See Copley Press, Inc. v. City of Springfield, 143 Ill. App. 3d
370, 493 N.E.2d 127 (1986); see also Healey, 200 Ill. App. 3d 240. 
The First and Third Districts, on the other hand, go on to apply a
four-pronged balancing test derived to determine whether disclosure
amounts to a "clearly unwarranted invasion of personal privacy", as
stated under section 7(1)(b).  Blumenfeld, 263 Ill. App. 3d at 986,
citing City of Monmouth v. Galesburg Printing & Publishing Co., 144
Ill. App. 3d 224, 494 N.E.2d 896 (1986), and Margolis, 180 Ill.
App. 3d 1084.
     For purposes of this case, we need not determine which of the
two approaches provides the proper analysis under FOIA; the
material sought by the plaintiff is exempt from disclosure under
either test.  As stated above, the names and addresses of the
parents of students in the District fall squarely within the
exemption of section 7(1)(b)(i); thus, they are excluded from
disclosure under the per se test articulated in Copley Press.

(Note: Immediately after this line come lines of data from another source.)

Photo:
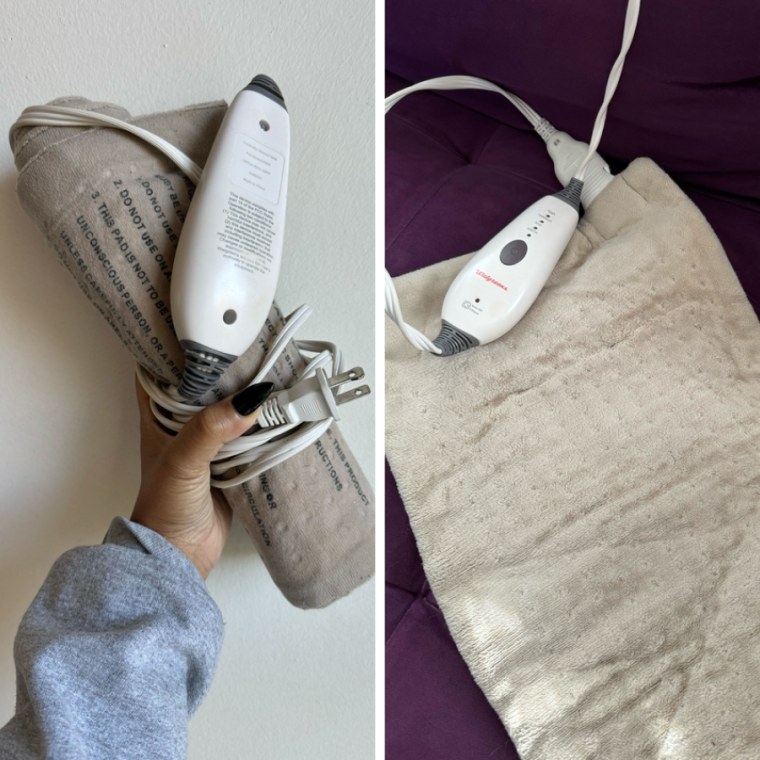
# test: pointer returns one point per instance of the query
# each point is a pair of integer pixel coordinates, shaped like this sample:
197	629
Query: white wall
291	684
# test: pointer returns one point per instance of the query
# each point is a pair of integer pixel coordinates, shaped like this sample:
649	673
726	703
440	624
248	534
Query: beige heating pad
584	492
112	208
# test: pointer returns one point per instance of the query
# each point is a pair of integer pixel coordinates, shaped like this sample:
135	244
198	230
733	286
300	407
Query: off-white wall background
290	684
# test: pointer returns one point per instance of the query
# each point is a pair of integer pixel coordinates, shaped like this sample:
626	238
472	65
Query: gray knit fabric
114	654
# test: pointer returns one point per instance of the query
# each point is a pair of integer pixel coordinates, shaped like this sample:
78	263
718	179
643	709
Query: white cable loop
61	116
542	127
392	304
261	450
629	27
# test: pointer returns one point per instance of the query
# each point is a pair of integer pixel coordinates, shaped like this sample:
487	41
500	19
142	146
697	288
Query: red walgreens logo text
488	278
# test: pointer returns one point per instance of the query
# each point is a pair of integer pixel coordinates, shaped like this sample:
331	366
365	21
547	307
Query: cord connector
312	399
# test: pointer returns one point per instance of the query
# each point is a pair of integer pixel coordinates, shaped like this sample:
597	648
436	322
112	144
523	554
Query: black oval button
513	252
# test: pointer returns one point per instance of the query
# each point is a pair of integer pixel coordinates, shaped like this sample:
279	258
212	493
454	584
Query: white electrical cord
544	129
61	116
629	28
262	449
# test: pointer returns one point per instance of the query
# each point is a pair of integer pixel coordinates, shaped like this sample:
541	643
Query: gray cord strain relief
451	340
571	193
270	414
203	368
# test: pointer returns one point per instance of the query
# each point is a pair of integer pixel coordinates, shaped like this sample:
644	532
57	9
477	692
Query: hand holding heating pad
113	210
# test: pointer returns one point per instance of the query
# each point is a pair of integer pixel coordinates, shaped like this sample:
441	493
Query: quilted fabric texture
460	165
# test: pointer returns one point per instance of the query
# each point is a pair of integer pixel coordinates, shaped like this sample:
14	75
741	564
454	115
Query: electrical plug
312	399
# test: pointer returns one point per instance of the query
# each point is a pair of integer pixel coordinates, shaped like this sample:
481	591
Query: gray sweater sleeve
114	654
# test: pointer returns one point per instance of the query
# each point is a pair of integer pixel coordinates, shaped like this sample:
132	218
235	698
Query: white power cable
251	454
61	116
542	127
629	28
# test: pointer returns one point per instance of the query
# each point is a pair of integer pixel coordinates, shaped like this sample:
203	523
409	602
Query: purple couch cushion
461	165
433	709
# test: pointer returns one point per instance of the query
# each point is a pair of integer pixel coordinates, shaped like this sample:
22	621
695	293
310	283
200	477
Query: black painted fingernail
251	398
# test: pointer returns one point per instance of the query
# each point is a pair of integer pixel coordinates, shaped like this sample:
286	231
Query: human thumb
201	438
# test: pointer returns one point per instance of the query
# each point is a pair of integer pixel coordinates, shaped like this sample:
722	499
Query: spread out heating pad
112	208
584	492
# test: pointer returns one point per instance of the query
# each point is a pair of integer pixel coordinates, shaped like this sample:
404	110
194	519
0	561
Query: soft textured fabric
584	491
113	209
114	654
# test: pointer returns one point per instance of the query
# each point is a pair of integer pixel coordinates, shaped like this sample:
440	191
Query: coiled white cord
250	455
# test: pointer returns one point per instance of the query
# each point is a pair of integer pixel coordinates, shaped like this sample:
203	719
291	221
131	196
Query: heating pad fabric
112	208
584	492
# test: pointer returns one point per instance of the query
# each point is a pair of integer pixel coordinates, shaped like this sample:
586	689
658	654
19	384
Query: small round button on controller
513	252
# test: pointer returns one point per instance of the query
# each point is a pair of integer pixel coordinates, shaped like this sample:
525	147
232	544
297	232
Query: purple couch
461	165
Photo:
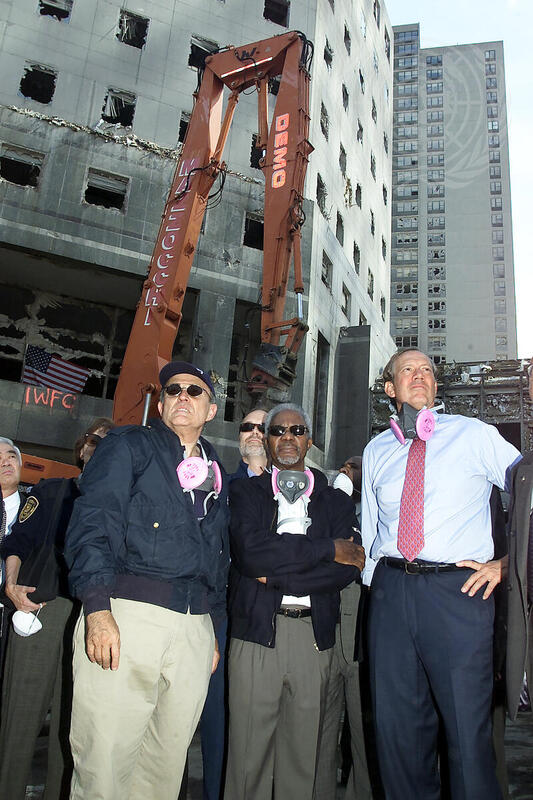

     In determining whether disclosure is required under Margolis,
we apply the following four-pronged test, which balances (1) the
plaintiff's interest in disclosure; (2) the public interest in
disclosure; (3) the degree of invasion of personal privacy; and (4)
the availability of alternative means of obtaining the requested
information.  Margolis, 180 Ill. App. 3d at 1089-90, citing Minnis
v. United States Department of Agriculture, 737 F.2d 784, 786
(1984)(applying federal Freedom of Information Act, 5 U.S.C. 552
(1988 & supp. V 1993)); see also CBS, Inc. v. Partee, 198 Ill. App.
3d 936, 947, 556 N.E.2d 648 (1990).
     As stated above, the plaintiff desires the information to
enable it, through surveys and other home mailings, to involve
parents of District students in the collective bargaining process,
and to inform them in the eventuality of labor strikes.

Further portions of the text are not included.